El catálogo de gestos del saludo es variado: el romano con el brazo extendido y la palma hacia el suelo anda de retirada por sus vínculos con los fascismos, aunque minorías muy ideologizadas siguen utilizándolo en mítines y manifestaciones. Algo similar ocurre con el puño cerrado de los socialismos, que ha ido perdiendo vigencia: el brazo y puño rígidos de antaño han ido blandeándose, perdiendo furia y energía, y los pocos que lo practican lo hacen como avergonzados. A su desaparición ha contribuido el que lo usen movimientos sociales de signos dispares. Hemos visto a energúmenos en el asalto al Capitolio de Washington con el puño alzado como oposición al sistema democrático. La conclusión es que si derechas e izquierdas alzan el mismo gesto, el mensaje se desvirtúa, se aniquila en la contradicción.

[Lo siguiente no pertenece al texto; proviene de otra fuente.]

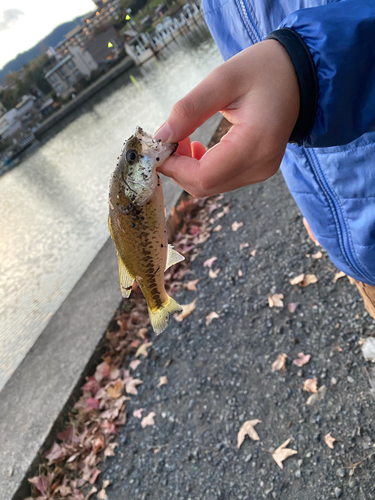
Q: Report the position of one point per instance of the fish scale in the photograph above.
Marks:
(138, 225)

El saludo daría para un tratado. Baste recordar el apretón de manos piel con piel que aporta información del otro. Los hay que comunican dinamismo y fuerza. Otros informan de manos blandas y falta de espíritu o transmiten la timidez de quienes ofrecen apenas el extremo de los dedos. Saludos modernos y dinámicos son los del baloncesto y los cantantes en las pasarelas entre el público: un choque de palmas abiertas entre los contendientes o entre ídolo y seguidores. Cabe añadir el saludo del choque de pulgares y cierre del resto de los dedos sobre ellos: sofisticado y actual, transmite menos que el apretón de manos tradicional, más anticuado pero también más auténtico (con él se cerraban los tratos y valía tanto como un papel escrito y firmado). Hasta ayer mismo, el abrazo entre hombres subrayaba la virilidad con sonoros manotazos en la espalda. Hoy los manotazos se han suavizado, transformándose en una mutua pasada de palmas desprovista de rudeza y de mayor emotividad. Por otro lado, la pandemia y la precaución del distanciamiento social han traído nuevas formas de saludo que practicamos a regañadientes y dubitativos: chocamos los puños o los antebrazos y desechamos por ridícula una primitiva propuesta de chocar los pies.

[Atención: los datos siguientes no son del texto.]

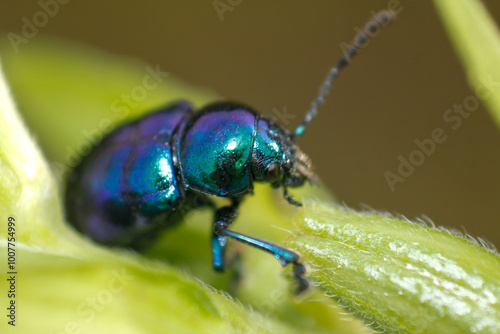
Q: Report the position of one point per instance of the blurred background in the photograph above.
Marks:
(274, 56)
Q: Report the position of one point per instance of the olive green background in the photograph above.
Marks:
(275, 54)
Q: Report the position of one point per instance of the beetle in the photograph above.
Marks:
(142, 176)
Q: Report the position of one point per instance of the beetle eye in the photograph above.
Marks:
(273, 172)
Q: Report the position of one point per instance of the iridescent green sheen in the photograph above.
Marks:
(269, 147)
(215, 151)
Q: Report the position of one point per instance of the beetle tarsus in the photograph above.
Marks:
(219, 242)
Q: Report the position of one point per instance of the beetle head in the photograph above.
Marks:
(277, 160)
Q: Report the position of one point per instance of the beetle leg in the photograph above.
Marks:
(225, 217)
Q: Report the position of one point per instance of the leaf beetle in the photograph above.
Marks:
(138, 179)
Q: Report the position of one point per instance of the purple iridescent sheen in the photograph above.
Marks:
(215, 150)
(127, 185)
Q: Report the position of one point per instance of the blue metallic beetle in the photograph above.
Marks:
(145, 174)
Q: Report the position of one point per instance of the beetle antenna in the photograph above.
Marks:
(381, 19)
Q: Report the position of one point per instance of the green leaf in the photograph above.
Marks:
(477, 42)
(70, 96)
(401, 276)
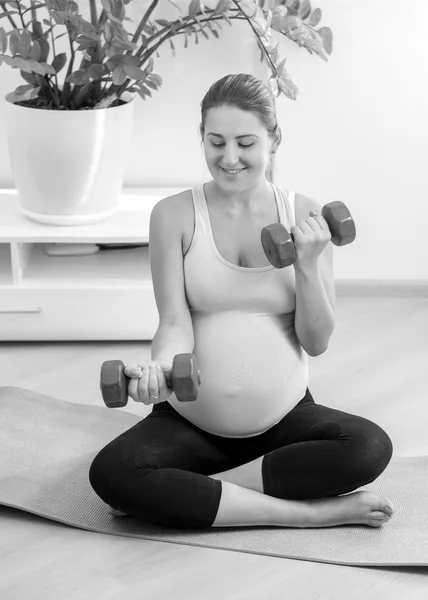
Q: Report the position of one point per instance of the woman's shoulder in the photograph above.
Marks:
(177, 212)
(177, 205)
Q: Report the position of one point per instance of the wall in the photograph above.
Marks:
(358, 131)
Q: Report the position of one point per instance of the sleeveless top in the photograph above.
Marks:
(253, 369)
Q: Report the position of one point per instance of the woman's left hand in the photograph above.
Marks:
(310, 238)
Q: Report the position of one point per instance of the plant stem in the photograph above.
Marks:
(273, 67)
(171, 33)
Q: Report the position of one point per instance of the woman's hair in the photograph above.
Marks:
(248, 93)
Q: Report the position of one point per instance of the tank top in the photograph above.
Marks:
(253, 369)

Probablemente sea Rafael Nadal quien, tras un triunfo, ha puesto de moda con simpática ironía el gesto de morder la medalla como queriendo cerciorarse de que no es falsa y que es él, verdaderamente, el ganador. Lo imitan numerosos deportistas españoles. Este gesto añejo lo practicaban los mendigos ciegos con las limosnas que recibían y mucha gente del pueblo, que dudaba de la autenticidad de unas monedas que podían falsificarse con plomo, un metal blando y fácil de manipular.
Gestos y palabras se complementan, nos acercan a los otros. Dejemos por un momento las pantallas para hablar. En ocasiones, lo antiguo resulta ser, paradójicamente, lo más moderno.